Já a Gradual Investimentos possui um grande setor destinado exclusivamente à educação de seus clientes sobre tributação. Segundo o gerente de produtos da corretora, Stelio Belchior, além de um hotsite com informações sobre IR - que contém blogs, vídeos e chats semanais -, a empresa também realiza palestras para seus investidores e seus funcionários e realiza o cálculo e preenche o Darf para os clientes com maiores montantes em aplicação com a instituição. Esse serviço será cobrado, mas a corretora diz que ainda não há uma previsão de valor. Outras duas corretoras que prometem lançar serviços semelhantes nos próximos dias são a Icap e a Ágora
De acordo com corretoras, contadores e especialistas, o maior problema na hora de apresentar a declaração à Receita através dos serviços prestados pelas corretoras é no caso de o cliente possuir investimentos em mais de uma instituição. Algumas vezes os clientes também trocam de corretora durante o período em que manteve determinada posição. Nesses casos, não é possível calcular o IR que deverá ser pago e já preencher a Darf automaticamente porque uma única corretora não terá dados suficientes para somar os ganhos e perdas de todas as transações para chegar ao valor do imposto devido. Por isso, o sistema desenvolvido pela carioca XP Investimentos prevê que o próprio cliente preencha a Darf nesses casos. A corretora, que cobra os mesmos valores da Ativa pelo serviço, é bastante conhecida no mercado por investir na educação financeira de seus clientes - e inclui esclarecimentos sobre o pagamento do IR em seus cursos.
Por que não declaram?
O cerco da Receita aos sonegadores da bolsa já pode ser medido em números. No ano passado, aproximadamente 100.000 das 160.000 adesões ao Refis (o programa de recuperação fiscal do órgão) foram de pessoas físicas que obtiveram algum ganho de capital com renda variável, deixaram de pagar o imposto devido e depois buscaram acertar as contas com o Leão. O professor Osvaldo Nascimento, do Centro de Estudos e Formação de Patrimônio Calil & Calil, lembra que a cultura de investimentos de pessoas físicas na Bolsa é recente e cresceu muito rápido. "Houve uma disseminação indiscriminada de aplicações, mas não houve disseminação sobre as obrigações ao se investir no mercado", lamenta.
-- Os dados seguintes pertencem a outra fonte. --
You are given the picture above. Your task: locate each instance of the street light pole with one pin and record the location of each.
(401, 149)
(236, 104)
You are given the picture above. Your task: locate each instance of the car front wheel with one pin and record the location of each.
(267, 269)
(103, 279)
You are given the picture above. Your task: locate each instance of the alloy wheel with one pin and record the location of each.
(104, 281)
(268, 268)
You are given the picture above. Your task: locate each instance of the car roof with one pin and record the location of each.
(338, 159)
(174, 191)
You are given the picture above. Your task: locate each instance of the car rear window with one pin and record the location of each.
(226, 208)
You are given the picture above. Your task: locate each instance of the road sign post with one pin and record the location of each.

A BMF&Bovespa, que realiza todas as operações com ações no Brasil, não assumiu a responsabilidade pelo cálculo do IR dos clientes nem se mostrou muito ativoa em esclarecer os investidores sobre as regras da Receita. Recolher o imposto sobre as ações na fonte também seria tarefa impossível, na opinião do professor Nascimento. Segundo ele, o fisco só recolhe uma alíquota de 0,005% na hora da operação para saber qual o volume está sendo movimentado por cada investidor e posteriormente ter como fiscalizá-lo. No entanto, o montante a ser pago ao Fisco só pode ser calculado após o fechamento do mês, o que inviabiliza a tributação na fonte.
A Receita Federal ainda enfrenta a falta de auditores fiscais suficientes com conhecimento sobre o assunto para dar conta da enorme quantidade de pessoas que passaram a ter investimentos na Bovespa e na BM&F na última década. "Este boom nos mercados é recente e a quantidade de auditores especialistas em renda variável é quase a mesma de antes, quando eram poucos contribuintes", explica Nascimento.